Ölüler Kitabı Bölüm 27: Eski Kemikler, Yeni Hazine - Fenrir Scans
Karanlık Mod?

Ölüler Kitabı Bölüm 27: Eski Kemikler, Yeni Hazine

Ölüler Kitabı novelini en güncel şekilde Fenrir Scansdan okuyun.

Ölüler Kitabı Novel Oku

Tyron uyanmaya başladı ve Aryll'in belirsiz siluetinin üzerinde durduğunu gördü.

“Hadi kemirgen, nöbettesin.”

Düşüncesi yavaş yavaş duruma alışınca birkaç kez gözlerini kırpıştırdı. Evet, diğerleri dinlenebilsin diye bu gece nöbet tutuyordu. Karanlıkta başını salladı ve kız kendi yatağını bulmak için uzaklaşmadan önce izci omzunu okşadı. Doğrulup otururken biraz başını salladı, battaniyesinden çıkıp kılıcını tekrar beline bağlamadan önce pelerinini omuzlarına atmadan önce kafasındaki sisi temizlemeye çalıştı. Gerçek bir canavara karşı elinde olmasının pek faydası olmazdı ama hiç yoktan iyiydi ve ona hafif bir güvenlik hissi veriyordu.

Ateş hâlâ çatırdıyorken, ışığın kenarına doğru yürüdü ve Aryll arkasına yaslanırken rahatça park edebileceği bir ağaç kütüğü buldu. Üç avcı son birkaç gündür kendilerini çok zorluyorlardı ve insanüstü dayanıklılıklarına rağmen dinlenmeye ihtiyaçları vardı. Onlar yorgunsa Tyron da bitkin düşmüştü. Onun seviyesindeki bir kişi için alışılmadık derecede yüksek yapısı olmasaydı muhtemelen yıllar önce bayılır ve diğerlerini geri çekilmeye zorlardı.

Bu seviyedeki yorgunluk hâlâ başa çıkabileceği bir şeydi, o yüzden oturdu ve onları öldürmek isteyebilecek herhangi bir şeye karşı tetikte olmaya çalışırken pelerinine sarındı. Bu kampı kurmadan önce yarıklardan çok uzaklaşmışlardı, aslında artık engebeli topraklarda değillerdi, bu da ona bir miktar güvenlik hissi veriyordu. Buna rağmen buradan kilometrelerce uzakta, Woodsedge'in diğer tarafında yarık akrabalarını bulmayı başarmıştı, dolayısıyla bölgede sürünen çok sayıda insan olması kaçınılmazdı. Diğerlerini uyarmadan önce onu bulmayacaklarını umması gerekiyordu.

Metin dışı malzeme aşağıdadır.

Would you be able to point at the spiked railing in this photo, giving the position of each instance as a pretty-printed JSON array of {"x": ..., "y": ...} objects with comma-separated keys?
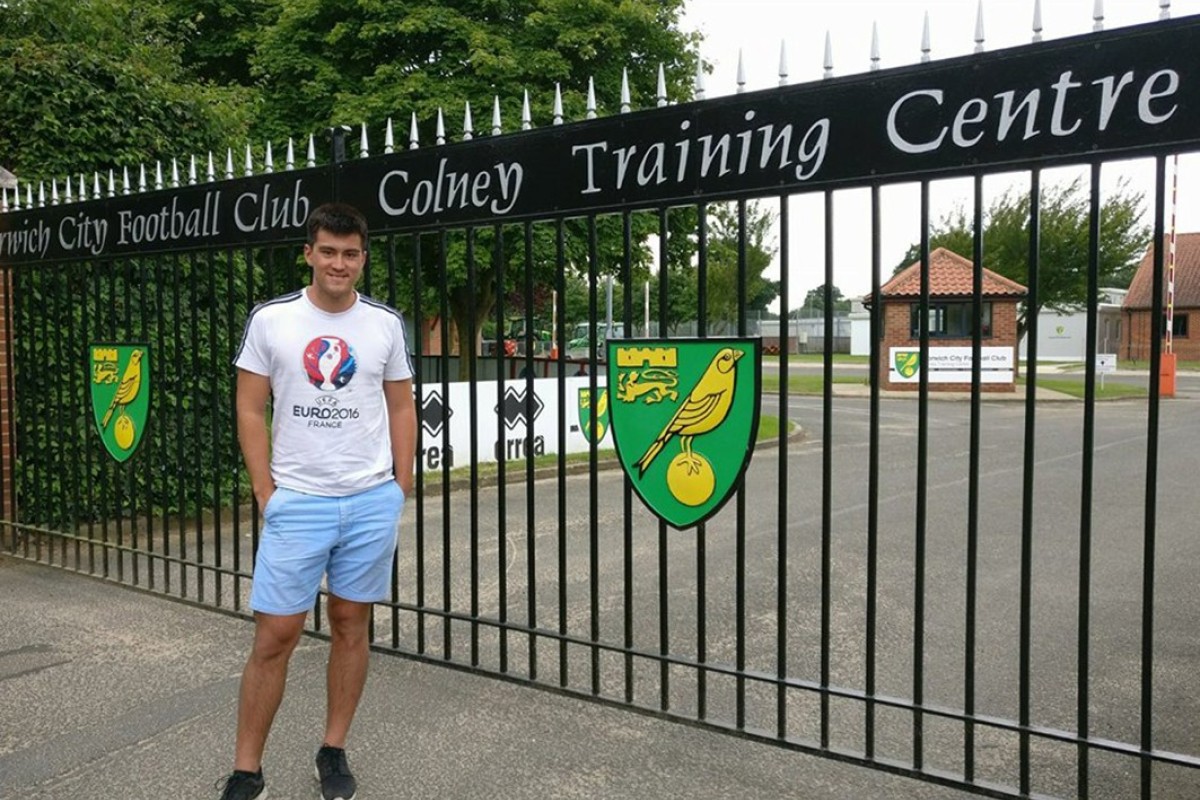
[{"x": 12, "y": 202}]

Ayın ışığı yukarıdaki bitki örtüsünü parça parça kırarak yerde soluk gümüşten değişen bir desen yaratarak orman zemininin ağaç kabuğunu, yapraklarını ve çürüyen bitki örtüsünü kısa bir bakışla ortaya çıkardı. Gece boyunca tetikte kalmasına yardımcı olan Gece Kuşu becerisine sahip olmasına rağmen, karanlıkta daha fazla görüş sağlayacak hiçbir şeyi yoktu, bu da tetikte kalmaya çalışırken gölgelerin onun için neredeyse aşılmaz olduğu anlamına geliyordu.

Sonuçta bu sinir bozucu bir deneyimdi ve kendisinden başka güvenebileceği hiçbir şeyi olmadığında, yetenek ve büyülerden oluşan zavallı koleksiyonu pek de övgüye değer gelmiyordu.

Minyonları olsaydı her şey farklı olurdu. Savaşabilecekti, bakacak fazladan gözleri olacaktı, ihtiyaç duyduğu kaynakları bulmak için bu ormanlarda güvenli bir şekilde hareket edebilecekti ya da en azından daha güvenli bir şekilde hareket edebilecekti. Arkasına baktığında Aryll'in yatağına yerleşmiş olduğunu gördü; haritasını pelerininden çıkarmadan önce çoktan uyumuş olduğunu umuyordu.

“Işık” diye fısıldadı.

Büyüyü zar zor uyguladı, yalnızca en zayıf ışıkları üretmeye yetecek kadar enerji sağladı; o kadar zayıftı ki, küreyi birkaç santimetre uzakta tutmasına rağmen kağıdın üzerindeki mürekkebi zar zor görebiliyordu. Artık kağıt üzerinde yarığın batı ve doğu taraflarında yedi yer işaretlenmişti. Kalıntıları bulmak korktuğu kadar zor olmamıştı; onlar yolculuk ederken sadece gözlerini yere kaydırdığında geri dönebileceğinden fazla kemik bulmuştu.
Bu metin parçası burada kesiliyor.